ISIS is a figleaf for the Mediterranean scramble
Despite that, or perhaps because of it, Russia is intent on laying its stake in the ground.
SoyuzNefteGaz, a Russian oil and gas company, began oil prospectingoperations in September 2015 on Syria’s western coast — the same area scoped by CGGVeritas.
The operations follow on from a 2013 agreement between Syria and Russia, under which SoyuzNefteGaz would pump in an initial investment of around $90 million.
Russia’s increasing military build-up in Syria, justified as an offensive against ISIS, is more likely to be focused on propping up Assad within a self-contained Alawite mini-state allied with Iran.
Putin’s announcement after Turkey’s shooting down of a Russian jet that Turkey has been systematically facilitating ISIS oil sales illustrates how the terror-entity has become a figleaf to justify military action.
As INSURGEintelligence has previously reported, there is significant evidence that high-level elements of the Turkish government and intelligence agencies have covertly sponsored Islamist terrorist groups in Syria, including ISIS, and that this has involved permitting black market oil sales.
Why, however, did Vladimir Putin wait until the murder of a Russian pilot before announcing Russia’s possession of intelligence on Turkish state-sponsorship of ISIS?
There can be little doubt that Putin had previously been more interested in protecting Russian relations with Turkey as an emerging gas transshipment hub to Europe, under which he and Erdogan planned to build the multibillion Russia-Turkey gas pipeline, Turkish Stream — now suspended after the recent diplomatic furore.

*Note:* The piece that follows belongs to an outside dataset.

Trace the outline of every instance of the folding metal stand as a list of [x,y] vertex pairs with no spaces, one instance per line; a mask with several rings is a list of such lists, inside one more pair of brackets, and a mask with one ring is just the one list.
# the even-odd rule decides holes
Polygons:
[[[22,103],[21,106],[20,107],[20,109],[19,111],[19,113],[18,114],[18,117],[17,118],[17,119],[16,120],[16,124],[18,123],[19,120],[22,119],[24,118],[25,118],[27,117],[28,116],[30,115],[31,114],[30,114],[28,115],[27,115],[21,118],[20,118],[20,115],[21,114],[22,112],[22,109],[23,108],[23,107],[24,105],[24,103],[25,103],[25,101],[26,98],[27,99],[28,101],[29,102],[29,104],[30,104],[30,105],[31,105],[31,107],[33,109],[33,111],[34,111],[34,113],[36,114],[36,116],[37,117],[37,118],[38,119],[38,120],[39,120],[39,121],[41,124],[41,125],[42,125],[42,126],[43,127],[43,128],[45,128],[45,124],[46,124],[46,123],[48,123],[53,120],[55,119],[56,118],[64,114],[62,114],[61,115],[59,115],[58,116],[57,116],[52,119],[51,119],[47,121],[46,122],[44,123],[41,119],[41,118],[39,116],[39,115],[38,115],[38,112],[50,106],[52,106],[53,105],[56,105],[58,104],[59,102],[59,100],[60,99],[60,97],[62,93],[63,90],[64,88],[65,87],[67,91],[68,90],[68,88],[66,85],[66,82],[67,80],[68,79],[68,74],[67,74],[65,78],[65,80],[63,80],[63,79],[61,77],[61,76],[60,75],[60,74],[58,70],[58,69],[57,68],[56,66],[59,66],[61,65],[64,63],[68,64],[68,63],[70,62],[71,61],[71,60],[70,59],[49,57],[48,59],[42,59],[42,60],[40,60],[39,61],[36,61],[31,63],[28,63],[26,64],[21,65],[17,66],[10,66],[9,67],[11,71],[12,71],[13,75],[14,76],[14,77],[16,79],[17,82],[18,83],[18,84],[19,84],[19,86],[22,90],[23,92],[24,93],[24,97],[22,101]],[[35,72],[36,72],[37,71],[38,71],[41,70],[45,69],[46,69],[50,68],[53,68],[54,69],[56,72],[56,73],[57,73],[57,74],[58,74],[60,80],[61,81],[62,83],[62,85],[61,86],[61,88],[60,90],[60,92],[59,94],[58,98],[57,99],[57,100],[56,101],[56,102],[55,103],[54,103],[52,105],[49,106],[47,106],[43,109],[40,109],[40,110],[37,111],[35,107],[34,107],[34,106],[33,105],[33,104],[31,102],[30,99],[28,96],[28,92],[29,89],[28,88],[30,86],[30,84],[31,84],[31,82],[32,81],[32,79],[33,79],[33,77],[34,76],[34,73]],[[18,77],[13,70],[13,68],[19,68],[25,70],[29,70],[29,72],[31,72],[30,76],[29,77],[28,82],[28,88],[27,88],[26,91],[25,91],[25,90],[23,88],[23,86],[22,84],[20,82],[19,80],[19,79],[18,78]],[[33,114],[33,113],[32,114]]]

US, British and French military operations have been similarly inconsistent, inexplicably failing to shut down ISIS supply lines through Turkey, failing to bomb critical ISIS oil infrastructure including vast convoys of trucks transporting black market oil, and refusing to arm the most effective and secular Kurdish ground forces combating ISIS.
It has become increasingly clear that the US-led coalition strategy is aimed primarily at containment of the group’s territorial ambitions within Syria.
Shortly before the Paris attacks, Obama explained:
“From the start our goal has been first to contain, and we have contained them. They have not gained ground in Iraq. And in Syria it — they’ll come in, they’ll leave. But you don’t see this systematic march by ISIL across the terrain.”
This strategy is, however, consistent with the de facto partitioning of Iraq and Syria apparently favoured by the nexus of neoconservative defence and energy interests described above.
As Russia expands its military presence in the region in the name of fighting ISIS, the US, Britain and France are now scrambling to ensure they retain a military foothold in Syria — an effort to position themselves to make the most of a post-conflict environment. As the US Geological Survey Minerals Yearbook put it:
“Most of the international investors who pulled out of Syria following the deterioration of the safety and security situation throughout the country… are expected to remain so until the military and political conflicts are resolved.”
In this context, as Russia and Iran consolidate their hold on Syria through the Assad regime — staking the claim to Syria’s untapped resources in the Mediterranean — the acceleration of Western military action offers both a carrot and a stick: the carrot aims to threaten the Assad regime into a political accommodation that capitulates to Western regional energy designs; the stick aims to replace him with a more compliant entity comprised of rebel forces backed by Western allies, the Gulf states and Turkey, whilst containing the most virulent faction that is ISIS.
It is unlikely that this blood-soaked strategy to beat Russia and Iran to Mediterranean energy riches has any prospect of success, for any of the parties.
Judging by recent history, it is also likely to backfire in ways that cannot be foreseen, nor controlled.